Berk sees lending challenges ahead in the energy subsectors of coal and hydraulic fracturing, but for the opposite reasons. The Obama administration and the U.S. Environmental Protection Agency look with disfavor on coal and plants that burn coal, Berk says, putting increasing pressure on the relatively few coal players that survive. “Coal is long past its peak and there’s no indication it will take off again, so the risk in investing in coal is high. Fracking is the opposite. If you’re investing there, you’re on the early side of the curve and there appears to be a huge reserve of natural gas in the United States and elsewhere. As quickly as fracking has taken off, there are players all over the landscape, from mom-andpop operators to multinationals,” he says. “The industry is volatile due to pricing and regulation, and because it’s so new, there is likely to be quite a bit of shakeout. The smaller players will combine to create bigger ones, or they’ll go away. Even if you’re right on the industry, you still have to pick the right horse.”

As for healthcare, Berk sees an industry in flux—“flogged to death in the newspaper every day”—and a tricky investment landscape that extends to affiliated businesses in healthcare, such as pharmaceutical, medical devices and supplies, and assisted living, among others. “Healthcare doesn’t go away,” he acknowledges, “but it will be challenging to figure out where companies stand with regard to new rules and, as a result, which are the solid investments.”

The bottom line, Berk says: “As you see capital flow to favored industries, it becomes harder to raise capital for those that are out of favor. Refinancings become more challenging, and that results in sales and reorganization.”

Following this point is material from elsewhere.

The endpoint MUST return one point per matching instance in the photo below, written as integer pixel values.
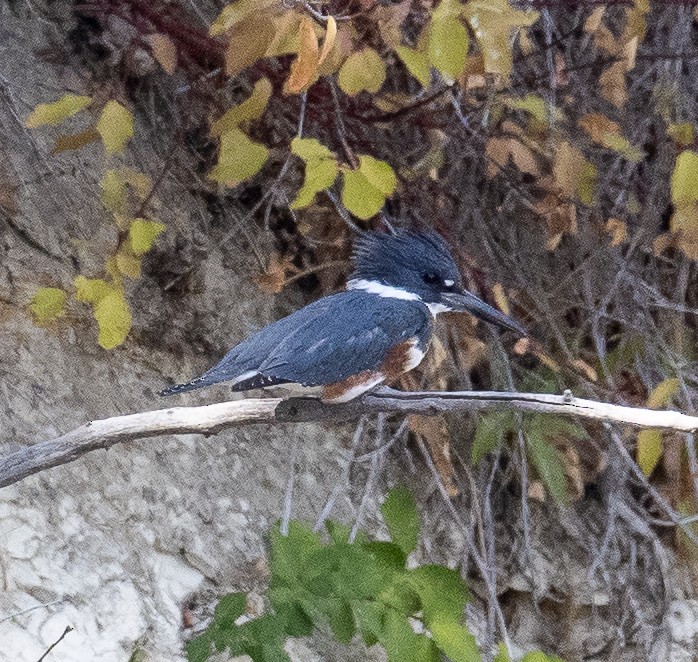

Says Kuriger: “Lenders know they need to expand into different industries, and the way they’ll do it is to slowly build expertise in those sectors. They’ll do a small deal, then a couple of small deals, learn from their mistakes, learn to evaluate collateral and then do larger deals in those industries for the better credits. They’ll look especially to strong companies to minimize the likelihood they’ll have to test their ABL asset valuation assumptions because the risk of default is so low. As an industry, we came through Lehman in decent shape because we stuck to the disciplines of asset-based lending, and that’s what we’ll try to continue to do.”